Qui a vu dans l’éclat du silex l’éclat du génie et l’étincelle d’un premier feu a su aussi qu’il devrait y veiller. Mais celui-là a pu voir encore dans la flèche qu’il s’appliquait à tailler, la direction du progrès. Car l’outil, comme le droit, suppose un travail, et de longue haleine. Par contraste, l’arme est à saisir, vivement, il faut s’en emparer; toute guerre est à finir; la culture, elle, tend toujours aux lendemains.

Oui voilà, alors que la civilisation veut rester, les armes, elles, veulent être prises. Dire du droit que c’est une arme, c’est suggérer que l’on puisse se l’approprier. Or, je refuse un droit appropriable, c’est-à-dire un droit réduit à la préhension, à l’appréhension, à la raison du plus fort. Je veux un droit de compréhension, c’est-à-dire que l’on puisse prendre avec et porter en soi.

Un droit d’échanges, pas un droit bouclier. Le droit que je vois n’est pas levé, il élève. Il protège non comme une carapace isole, mais comme un mécène, un tuteur qui guide, montre, qui présente au cénacle. Ma main tendue. Votre main tendue, une poignée de main plutôt qu’un poing brandi, fermé.

Or, le droit est ouvert. Dire du droit que c’est une arme, c’est suggérer qu’il faille le garder hors de la portée des enfants. Je veux un droit auquel puissent venir aussi les petits enfants[7], et par « petits » j’entends chacun de nous, unités fractionnaires du tout social[8], chacun dans sa chacunité, chacun comme médiation de rêves et de défis[9], expression délicate de fantasmes et d’exigences[10]. « Les hommes sont limités », disait Kourouma, « ils ne réussissent pas des oeuvres infinies »[11]. Chacun, peut-être, mais ensemble, leur oeuvre est sans limites. Fraternité, justice, travail[12]. Le droit est ainsi une stratégie concertée pour le possible[13].

Et pour cela, l’image de l’outil, si elle reflète mieux l’impulsion de civilisation du droit, n’est pas complètement satisfaisante. L’image est plus juste que celle de l’arme à deux titres, d’abord parce qu’elle exprime la polyvalence des fonctions du droit — l’outil transformé en arme, c’est déjà plus que l’arme —, ensuite parce que la conversion[14] de l’outil en arme reflète le rôle de la volonté de l’homme, suppose une intention, un choix, et donc, traduit son libre arbitre. Cependant, l’image se heurte aux mêmes limites matérielles. L’outil est une extension de l’homme, peut-être, mais non son dépassement.

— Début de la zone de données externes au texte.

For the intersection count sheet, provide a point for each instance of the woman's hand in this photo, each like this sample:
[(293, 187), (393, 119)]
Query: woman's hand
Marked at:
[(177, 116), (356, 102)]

Or, le droit est un trait entre le matériel et l’aspiration[15], entre ce qui peut et ce qui doit, entre l’ange et le marchand, entre les valeurs-idéaux et les valeurs-prix, entre la tête qui pense et la panse qui gronde ou, plus subtil, entre le coeur qui bat et le bras qui besogne.

Le droit est un corps complexe, écheveau de volontés, d’intérêts, de rapports et de règles. Le droit est un réseau. Le droit est un transport. Le droit est un acte de sortir-de-soi.

Celui qui met en joue est sûr de son droit. Il s’est soustrait au doute en s’emparant d’un fusil. Devant un droit bigarré et pluriel, cette certitude détonne[16].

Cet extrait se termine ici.